I've heard of one study, but haven't seen it. Despite this I've seen Vraylar work better than several stand-alone antidepressants. I've had patients where SSRI or SNRI partially worked, Vraylar addition they felt much better, then on their own, without talking to me about it they stopped the SSRI, and they told me they maintained the improvement without the SSRI or SNRI.
Also, although the data for Vraylar were done over a month, I've seen patients get better with Vraylar within days of used instead of the weeks with an SSRI or SNRI.
So WTF does this all mean? Seriously I'm not sure myself. It could be that Vraylar does work well as a standalone antidepressant, but this one study might've not captured it. (Almost all meds have several studies showing they didn't work such as statins, SSRIs, etc. As we should all know the publication standards are 95% accurate, not 100%, and that a study, even if well done might've not captured what is really going on). It's possible the patient, already in remission from depression, might've no longer needed the antidepressant, although all of them say they never felt as improved until the Vraylar was added. It could be that the Vraylar is hitting a nice receptor that wasn't being targeted by the SSRI or SNRI, but it's not approved for MDD (but it is approved as an MDD adjunct only treatment). Maybe that patient truly had Bipolar Depression, although the same patients were never manic even on an antidepressant for years.
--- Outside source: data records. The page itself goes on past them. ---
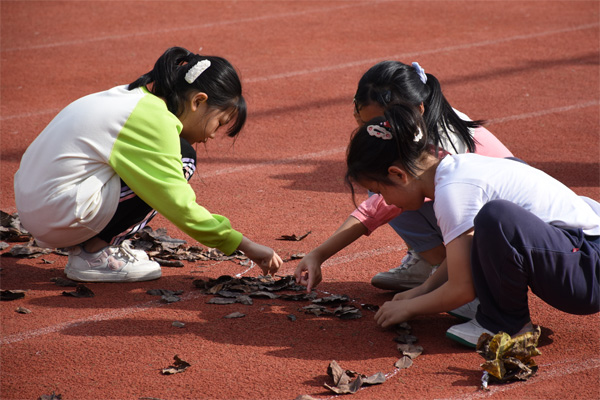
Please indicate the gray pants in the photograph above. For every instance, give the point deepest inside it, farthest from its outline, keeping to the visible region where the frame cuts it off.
(513, 249)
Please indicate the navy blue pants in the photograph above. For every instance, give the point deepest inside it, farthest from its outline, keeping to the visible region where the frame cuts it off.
(513, 250)
(132, 212)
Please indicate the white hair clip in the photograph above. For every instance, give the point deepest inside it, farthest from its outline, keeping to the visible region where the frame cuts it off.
(420, 72)
(418, 136)
(194, 72)
(379, 131)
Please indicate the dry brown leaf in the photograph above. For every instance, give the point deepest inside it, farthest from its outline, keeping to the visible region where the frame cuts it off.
(80, 291)
(403, 362)
(294, 237)
(235, 315)
(178, 366)
(410, 350)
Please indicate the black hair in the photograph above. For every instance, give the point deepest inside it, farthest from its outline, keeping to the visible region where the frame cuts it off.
(369, 156)
(390, 82)
(220, 82)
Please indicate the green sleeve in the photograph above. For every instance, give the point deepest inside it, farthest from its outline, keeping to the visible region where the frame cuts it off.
(147, 156)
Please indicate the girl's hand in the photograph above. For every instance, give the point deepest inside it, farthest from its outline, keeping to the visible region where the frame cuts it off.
(308, 271)
(392, 313)
(263, 256)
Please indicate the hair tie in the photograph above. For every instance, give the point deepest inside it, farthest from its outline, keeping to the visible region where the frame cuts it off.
(420, 72)
(194, 72)
(380, 131)
(418, 136)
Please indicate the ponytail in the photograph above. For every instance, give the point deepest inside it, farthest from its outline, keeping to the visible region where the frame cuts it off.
(219, 81)
(440, 116)
(391, 82)
(398, 138)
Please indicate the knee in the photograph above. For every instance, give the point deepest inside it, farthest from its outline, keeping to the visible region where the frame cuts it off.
(494, 217)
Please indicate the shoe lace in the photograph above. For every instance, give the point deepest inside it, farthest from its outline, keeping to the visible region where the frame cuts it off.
(124, 253)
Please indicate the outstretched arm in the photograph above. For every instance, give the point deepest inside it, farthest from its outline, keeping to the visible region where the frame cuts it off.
(308, 271)
(264, 256)
(434, 296)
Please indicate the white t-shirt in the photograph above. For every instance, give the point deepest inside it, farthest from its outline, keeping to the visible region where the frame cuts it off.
(465, 182)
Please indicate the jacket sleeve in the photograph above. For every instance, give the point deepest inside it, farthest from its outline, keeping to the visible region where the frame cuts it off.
(374, 212)
(147, 156)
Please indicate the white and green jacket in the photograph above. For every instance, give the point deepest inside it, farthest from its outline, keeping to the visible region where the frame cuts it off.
(67, 187)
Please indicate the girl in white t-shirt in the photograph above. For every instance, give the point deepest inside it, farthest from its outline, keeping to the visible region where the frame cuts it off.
(506, 226)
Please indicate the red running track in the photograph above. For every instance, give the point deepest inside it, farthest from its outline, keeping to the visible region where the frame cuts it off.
(529, 67)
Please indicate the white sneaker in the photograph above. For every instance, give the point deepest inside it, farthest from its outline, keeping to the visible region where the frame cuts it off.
(467, 311)
(412, 272)
(469, 332)
(111, 264)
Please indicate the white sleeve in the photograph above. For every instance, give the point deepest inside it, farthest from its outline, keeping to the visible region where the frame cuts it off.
(456, 206)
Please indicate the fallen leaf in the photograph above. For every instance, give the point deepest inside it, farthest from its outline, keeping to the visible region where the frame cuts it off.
(403, 362)
(60, 281)
(169, 298)
(168, 263)
(507, 358)
(9, 295)
(80, 291)
(178, 366)
(235, 315)
(163, 292)
(410, 350)
(222, 300)
(52, 396)
(370, 307)
(334, 299)
(294, 237)
(343, 379)
(347, 312)
(405, 338)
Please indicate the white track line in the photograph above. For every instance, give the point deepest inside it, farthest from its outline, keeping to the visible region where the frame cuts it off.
(107, 316)
(18, 337)
(340, 150)
(369, 61)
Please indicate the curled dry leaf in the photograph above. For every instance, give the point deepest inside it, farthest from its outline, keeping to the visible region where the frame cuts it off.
(403, 362)
(80, 291)
(333, 299)
(293, 237)
(9, 295)
(235, 315)
(343, 382)
(410, 350)
(507, 358)
(64, 282)
(163, 292)
(178, 366)
(52, 396)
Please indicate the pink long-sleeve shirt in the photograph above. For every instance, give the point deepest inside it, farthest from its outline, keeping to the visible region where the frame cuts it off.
(374, 211)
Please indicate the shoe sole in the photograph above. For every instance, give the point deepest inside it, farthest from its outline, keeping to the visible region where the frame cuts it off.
(461, 317)
(111, 278)
(460, 340)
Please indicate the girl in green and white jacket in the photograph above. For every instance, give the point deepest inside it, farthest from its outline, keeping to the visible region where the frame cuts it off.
(109, 161)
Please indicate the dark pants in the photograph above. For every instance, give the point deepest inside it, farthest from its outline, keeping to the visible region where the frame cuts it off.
(132, 212)
(513, 250)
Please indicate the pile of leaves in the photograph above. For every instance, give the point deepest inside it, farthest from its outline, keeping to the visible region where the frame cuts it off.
(509, 359)
(229, 290)
(170, 252)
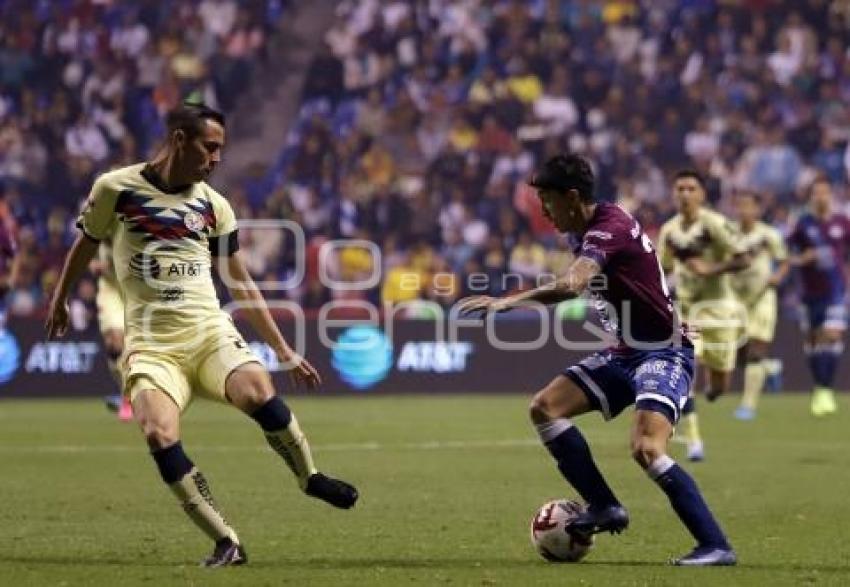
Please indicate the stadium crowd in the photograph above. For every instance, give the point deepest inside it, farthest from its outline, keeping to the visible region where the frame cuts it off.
(83, 88)
(421, 120)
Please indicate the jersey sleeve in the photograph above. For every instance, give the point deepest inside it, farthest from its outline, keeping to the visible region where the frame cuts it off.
(224, 236)
(97, 218)
(601, 244)
(797, 240)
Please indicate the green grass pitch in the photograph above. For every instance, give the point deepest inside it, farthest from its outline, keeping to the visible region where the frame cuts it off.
(448, 485)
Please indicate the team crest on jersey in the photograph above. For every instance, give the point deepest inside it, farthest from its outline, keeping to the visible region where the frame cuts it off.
(194, 221)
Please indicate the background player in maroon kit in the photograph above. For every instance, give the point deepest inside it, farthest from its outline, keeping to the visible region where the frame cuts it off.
(651, 367)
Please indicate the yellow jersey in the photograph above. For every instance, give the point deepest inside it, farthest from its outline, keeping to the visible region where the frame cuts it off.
(163, 244)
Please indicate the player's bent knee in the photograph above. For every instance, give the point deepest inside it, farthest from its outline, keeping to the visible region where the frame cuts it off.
(539, 409)
(645, 450)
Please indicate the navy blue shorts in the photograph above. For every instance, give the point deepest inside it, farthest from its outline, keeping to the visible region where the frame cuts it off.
(658, 380)
(823, 314)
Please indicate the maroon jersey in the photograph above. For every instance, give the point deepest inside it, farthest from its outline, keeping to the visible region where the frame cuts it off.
(634, 299)
(824, 279)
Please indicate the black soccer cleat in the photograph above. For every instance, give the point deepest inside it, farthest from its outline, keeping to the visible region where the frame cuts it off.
(226, 554)
(708, 556)
(333, 491)
(613, 519)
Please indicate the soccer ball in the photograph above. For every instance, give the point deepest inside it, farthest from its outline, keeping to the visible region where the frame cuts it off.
(549, 532)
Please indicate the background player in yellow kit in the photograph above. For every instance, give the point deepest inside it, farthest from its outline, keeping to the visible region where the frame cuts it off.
(168, 228)
(700, 247)
(755, 286)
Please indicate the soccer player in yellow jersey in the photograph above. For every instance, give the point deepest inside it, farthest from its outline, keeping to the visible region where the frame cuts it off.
(110, 319)
(701, 247)
(755, 287)
(169, 228)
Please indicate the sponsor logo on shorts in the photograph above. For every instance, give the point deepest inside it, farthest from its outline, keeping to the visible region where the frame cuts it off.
(600, 234)
(651, 368)
(181, 269)
(172, 294)
(194, 221)
(649, 385)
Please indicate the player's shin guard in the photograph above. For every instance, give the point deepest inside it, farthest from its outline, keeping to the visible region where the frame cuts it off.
(687, 502)
(285, 437)
(691, 422)
(192, 490)
(754, 376)
(114, 370)
(570, 450)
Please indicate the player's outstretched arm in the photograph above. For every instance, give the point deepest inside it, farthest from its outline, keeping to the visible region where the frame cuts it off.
(704, 268)
(244, 290)
(569, 286)
(82, 252)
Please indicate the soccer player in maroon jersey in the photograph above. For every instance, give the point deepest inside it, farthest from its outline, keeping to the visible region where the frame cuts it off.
(652, 366)
(821, 243)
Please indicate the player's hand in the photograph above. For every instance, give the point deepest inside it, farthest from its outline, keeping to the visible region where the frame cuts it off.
(483, 304)
(699, 267)
(57, 319)
(300, 369)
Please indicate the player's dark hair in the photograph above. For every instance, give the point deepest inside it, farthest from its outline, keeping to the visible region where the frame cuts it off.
(567, 172)
(189, 117)
(817, 180)
(756, 197)
(690, 174)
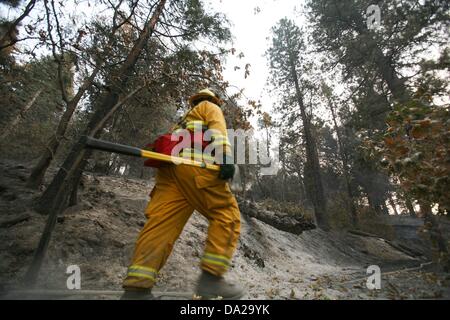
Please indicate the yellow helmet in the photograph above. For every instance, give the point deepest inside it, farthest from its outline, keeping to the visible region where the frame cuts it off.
(205, 93)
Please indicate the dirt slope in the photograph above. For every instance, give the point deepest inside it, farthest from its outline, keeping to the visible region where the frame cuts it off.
(98, 235)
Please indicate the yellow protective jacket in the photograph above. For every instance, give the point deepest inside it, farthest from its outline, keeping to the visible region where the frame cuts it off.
(179, 190)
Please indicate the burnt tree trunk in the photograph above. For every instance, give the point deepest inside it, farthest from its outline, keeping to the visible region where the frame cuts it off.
(346, 167)
(313, 179)
(56, 197)
(20, 116)
(38, 172)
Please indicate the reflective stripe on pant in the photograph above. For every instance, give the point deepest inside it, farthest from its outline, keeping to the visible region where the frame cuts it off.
(180, 190)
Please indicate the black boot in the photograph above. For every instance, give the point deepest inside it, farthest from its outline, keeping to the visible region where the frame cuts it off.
(210, 286)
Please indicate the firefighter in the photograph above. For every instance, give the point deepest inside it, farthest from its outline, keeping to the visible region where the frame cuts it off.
(179, 190)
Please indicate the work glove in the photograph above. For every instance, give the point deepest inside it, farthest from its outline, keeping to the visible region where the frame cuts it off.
(226, 169)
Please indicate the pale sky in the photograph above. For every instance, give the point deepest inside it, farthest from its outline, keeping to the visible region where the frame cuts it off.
(251, 31)
(251, 21)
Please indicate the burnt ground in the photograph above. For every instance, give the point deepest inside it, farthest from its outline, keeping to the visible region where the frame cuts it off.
(98, 235)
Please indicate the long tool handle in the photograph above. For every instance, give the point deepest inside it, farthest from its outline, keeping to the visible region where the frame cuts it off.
(136, 152)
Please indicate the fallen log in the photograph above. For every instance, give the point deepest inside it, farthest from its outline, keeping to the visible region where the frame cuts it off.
(9, 222)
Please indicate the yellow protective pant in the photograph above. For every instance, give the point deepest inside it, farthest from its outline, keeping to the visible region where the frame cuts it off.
(180, 190)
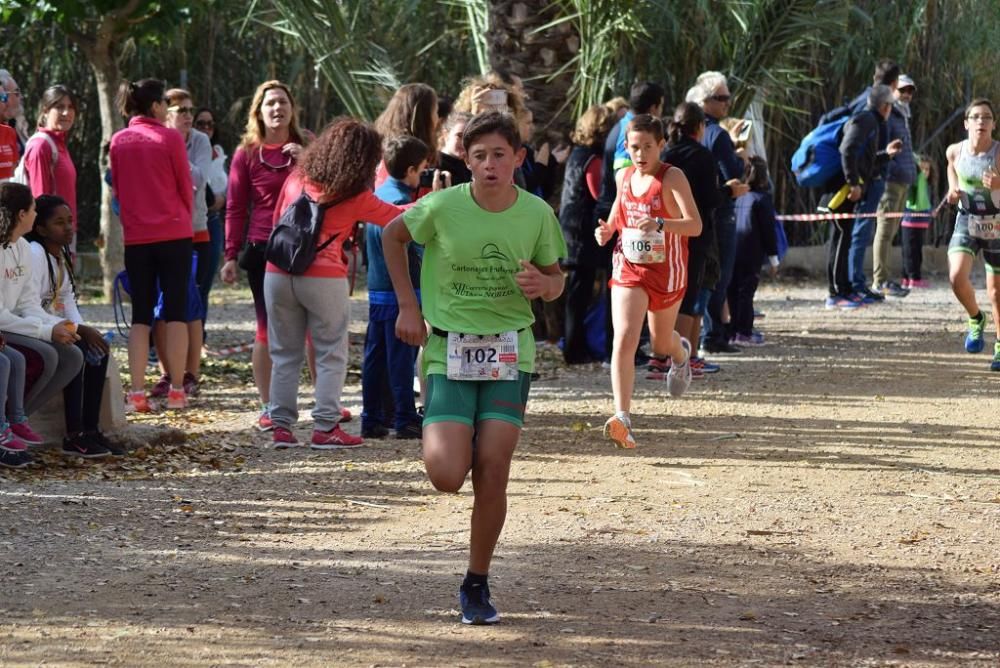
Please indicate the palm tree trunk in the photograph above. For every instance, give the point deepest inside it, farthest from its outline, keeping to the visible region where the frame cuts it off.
(518, 45)
(100, 54)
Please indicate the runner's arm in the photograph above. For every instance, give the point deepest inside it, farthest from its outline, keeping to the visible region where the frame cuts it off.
(684, 217)
(953, 189)
(546, 282)
(410, 324)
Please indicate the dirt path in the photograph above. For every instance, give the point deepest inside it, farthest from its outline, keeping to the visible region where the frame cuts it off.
(831, 499)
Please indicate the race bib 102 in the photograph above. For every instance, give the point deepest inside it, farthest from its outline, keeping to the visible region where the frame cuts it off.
(482, 357)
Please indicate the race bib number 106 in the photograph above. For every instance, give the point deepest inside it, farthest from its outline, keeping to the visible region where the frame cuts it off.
(643, 247)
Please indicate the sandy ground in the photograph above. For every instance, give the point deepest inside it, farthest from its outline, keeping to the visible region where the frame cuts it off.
(830, 499)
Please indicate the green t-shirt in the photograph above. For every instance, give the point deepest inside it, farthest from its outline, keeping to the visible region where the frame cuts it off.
(470, 258)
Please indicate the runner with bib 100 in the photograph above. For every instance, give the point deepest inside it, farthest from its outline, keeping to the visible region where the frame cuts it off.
(974, 184)
(654, 214)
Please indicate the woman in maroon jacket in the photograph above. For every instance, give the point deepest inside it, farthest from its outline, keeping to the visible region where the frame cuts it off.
(266, 156)
(152, 181)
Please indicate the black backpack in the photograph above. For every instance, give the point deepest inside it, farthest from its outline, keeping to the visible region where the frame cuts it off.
(292, 245)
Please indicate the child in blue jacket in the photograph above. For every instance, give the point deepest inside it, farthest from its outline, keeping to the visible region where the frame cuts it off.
(386, 357)
(756, 243)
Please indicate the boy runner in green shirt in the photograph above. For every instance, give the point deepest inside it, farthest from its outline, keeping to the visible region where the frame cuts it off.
(489, 248)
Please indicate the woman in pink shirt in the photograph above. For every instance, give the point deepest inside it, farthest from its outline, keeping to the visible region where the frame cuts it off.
(47, 161)
(338, 168)
(266, 156)
(152, 181)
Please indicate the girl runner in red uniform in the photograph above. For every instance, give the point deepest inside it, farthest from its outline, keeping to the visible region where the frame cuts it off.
(654, 213)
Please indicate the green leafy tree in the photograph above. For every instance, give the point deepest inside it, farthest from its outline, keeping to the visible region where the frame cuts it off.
(104, 31)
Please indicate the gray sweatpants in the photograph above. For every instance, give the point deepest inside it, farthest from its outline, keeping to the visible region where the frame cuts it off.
(296, 305)
(60, 364)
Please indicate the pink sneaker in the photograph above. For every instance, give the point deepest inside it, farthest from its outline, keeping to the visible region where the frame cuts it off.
(192, 386)
(26, 434)
(137, 402)
(264, 422)
(282, 438)
(335, 439)
(161, 388)
(11, 443)
(176, 399)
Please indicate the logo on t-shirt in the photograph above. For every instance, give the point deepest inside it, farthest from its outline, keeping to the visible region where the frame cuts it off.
(492, 252)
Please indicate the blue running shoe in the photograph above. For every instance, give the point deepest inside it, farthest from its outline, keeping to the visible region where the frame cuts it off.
(477, 609)
(974, 342)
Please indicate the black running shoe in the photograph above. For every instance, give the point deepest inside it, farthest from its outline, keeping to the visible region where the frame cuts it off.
(14, 460)
(100, 439)
(81, 446)
(477, 609)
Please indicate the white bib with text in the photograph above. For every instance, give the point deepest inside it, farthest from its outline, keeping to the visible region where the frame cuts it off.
(984, 227)
(482, 357)
(643, 247)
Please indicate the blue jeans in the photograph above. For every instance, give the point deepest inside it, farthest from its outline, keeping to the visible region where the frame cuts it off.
(387, 359)
(861, 237)
(209, 265)
(725, 234)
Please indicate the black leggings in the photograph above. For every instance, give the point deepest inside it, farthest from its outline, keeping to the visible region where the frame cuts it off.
(82, 397)
(912, 243)
(837, 275)
(164, 264)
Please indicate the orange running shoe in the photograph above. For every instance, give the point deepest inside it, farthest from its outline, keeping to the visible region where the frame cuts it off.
(619, 430)
(176, 399)
(137, 402)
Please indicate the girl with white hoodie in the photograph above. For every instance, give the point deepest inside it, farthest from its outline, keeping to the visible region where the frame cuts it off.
(23, 321)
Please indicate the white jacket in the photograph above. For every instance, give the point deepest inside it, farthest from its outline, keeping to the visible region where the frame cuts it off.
(21, 309)
(60, 302)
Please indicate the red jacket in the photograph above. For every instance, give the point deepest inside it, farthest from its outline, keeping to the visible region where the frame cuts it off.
(152, 180)
(43, 179)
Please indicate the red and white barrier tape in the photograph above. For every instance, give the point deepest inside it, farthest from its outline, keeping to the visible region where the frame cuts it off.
(230, 351)
(844, 216)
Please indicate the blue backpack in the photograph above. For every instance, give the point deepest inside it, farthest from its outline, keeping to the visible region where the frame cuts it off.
(817, 159)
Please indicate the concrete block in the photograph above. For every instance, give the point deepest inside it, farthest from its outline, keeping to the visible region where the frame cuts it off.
(49, 420)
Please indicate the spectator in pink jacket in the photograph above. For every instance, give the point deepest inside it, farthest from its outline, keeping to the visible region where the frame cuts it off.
(47, 161)
(266, 156)
(152, 180)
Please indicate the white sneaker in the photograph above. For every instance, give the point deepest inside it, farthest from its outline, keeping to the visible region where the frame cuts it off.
(679, 376)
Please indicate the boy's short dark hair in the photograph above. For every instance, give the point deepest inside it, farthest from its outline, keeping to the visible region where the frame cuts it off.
(646, 123)
(491, 122)
(757, 174)
(644, 96)
(886, 72)
(979, 102)
(404, 152)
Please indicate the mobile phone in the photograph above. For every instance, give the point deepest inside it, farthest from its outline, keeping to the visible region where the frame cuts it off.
(496, 97)
(427, 178)
(744, 134)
In any case, however, I can say, and the science and math backs this up, when SSRIs, SNRIs, DNRI, Mirtazapine, have been tried and failed or only partial success you're going to have patients where the novel mechanisms such as Auvelity, Ketamine, TMS, or ECT (or Vraylar) should be tried. Unfortunately this slice of our patients will not be small. You got to try a new approach, and given that we had a drought where no new meds with novel mechanisms had come out for over a decade, all psychiatrists with a practice will have at least dozens of treatment resistant depression (TRD) patients where these novel mechanisms should be tried if they already haven't been.
I've had patients for over 5 years, TRD, and with the introduction of one of these newer options got better where before there was no or only partial improvement. My list of TRD patients literally was cut down to less than half in the last year because of these newer options. The list for me now is significantly dwindled, but unfortunately still present.